Leftwich Marketing Company made no answer, and appellant answered, among other contentions, that it made no such contract; that no person authorized to do so made any such contract for it; that it had a written contract with Leftwich [699]*699Marketing- Company whereby it undertook to store onions purchased by such marketing company and to advance for said company 75 cents per bushel on purchases made b3r it and stored with appellant, under certain conditions whereby appellant was to be secured for the making of such advancements ; that the debt arising out of the transaction with appellee Richards was the Marketing Company’s debt, and, if any attempt were made to bind it to pay such debt, the transaction, not being in writing, was unenforceable as being within the statute of frauds.

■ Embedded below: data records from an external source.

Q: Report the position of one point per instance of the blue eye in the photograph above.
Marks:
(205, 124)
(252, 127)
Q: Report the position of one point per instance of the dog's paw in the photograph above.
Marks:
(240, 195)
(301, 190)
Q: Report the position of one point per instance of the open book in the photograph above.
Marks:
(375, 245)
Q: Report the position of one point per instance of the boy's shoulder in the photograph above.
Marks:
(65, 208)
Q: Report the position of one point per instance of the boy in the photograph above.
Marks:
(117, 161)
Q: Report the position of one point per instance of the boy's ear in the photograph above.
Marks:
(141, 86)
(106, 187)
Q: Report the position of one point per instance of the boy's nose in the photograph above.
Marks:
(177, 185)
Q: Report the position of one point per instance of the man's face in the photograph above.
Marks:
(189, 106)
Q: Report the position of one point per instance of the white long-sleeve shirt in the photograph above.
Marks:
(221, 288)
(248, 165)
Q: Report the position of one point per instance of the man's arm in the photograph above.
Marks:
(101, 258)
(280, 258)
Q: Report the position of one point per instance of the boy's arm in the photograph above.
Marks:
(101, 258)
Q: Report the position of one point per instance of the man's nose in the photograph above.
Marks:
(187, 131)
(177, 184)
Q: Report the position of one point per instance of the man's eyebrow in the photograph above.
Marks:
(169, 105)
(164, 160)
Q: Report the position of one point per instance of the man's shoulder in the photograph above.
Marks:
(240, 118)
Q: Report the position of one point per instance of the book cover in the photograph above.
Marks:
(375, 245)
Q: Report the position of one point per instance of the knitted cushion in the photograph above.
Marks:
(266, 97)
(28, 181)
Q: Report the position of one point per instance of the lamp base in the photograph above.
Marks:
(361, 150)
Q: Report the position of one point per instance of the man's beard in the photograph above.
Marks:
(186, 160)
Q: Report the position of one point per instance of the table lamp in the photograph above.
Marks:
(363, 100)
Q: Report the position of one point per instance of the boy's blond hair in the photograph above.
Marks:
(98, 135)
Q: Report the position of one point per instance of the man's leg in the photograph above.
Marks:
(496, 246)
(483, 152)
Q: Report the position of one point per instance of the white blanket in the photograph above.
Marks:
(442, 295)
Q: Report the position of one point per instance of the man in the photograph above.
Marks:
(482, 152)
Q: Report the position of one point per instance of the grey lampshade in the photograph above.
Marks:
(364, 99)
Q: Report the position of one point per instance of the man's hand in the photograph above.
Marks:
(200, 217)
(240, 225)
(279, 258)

Appellee replied that the contract to purchase “was made by one C. L. Moss, an agent and employee of the United States Cold Storage Company who was at the time acting in the course of his employment”; and further that, if Moss did not have the actual authority to make the contract, he was the manager of appellant’s Dallas branch, and as such “was placed in a position where the ordinary business man of prudence would assume that he had the actual authority to make such contracts as were necessary for the purpose of carrying on and transacting business that might come to him in behalf of his principal,” and that appellant is es-topped to assert that Moss had no such authority; that appellant, through Moss, had made similar contracts with other persons; that appellant accepted the benefits of the contract made by Moss and has ratified his actual or apparent authority.

The cause was tried to a jury and four special issues submitted: (1) Did appellant and Leftwich Marketing Company jointly agree to purchase from appellee 10,000 crates of onions at $1 per crate? Answer “Yes.” (2) “Do you find and believe from a preponderance of the evidence that C. L.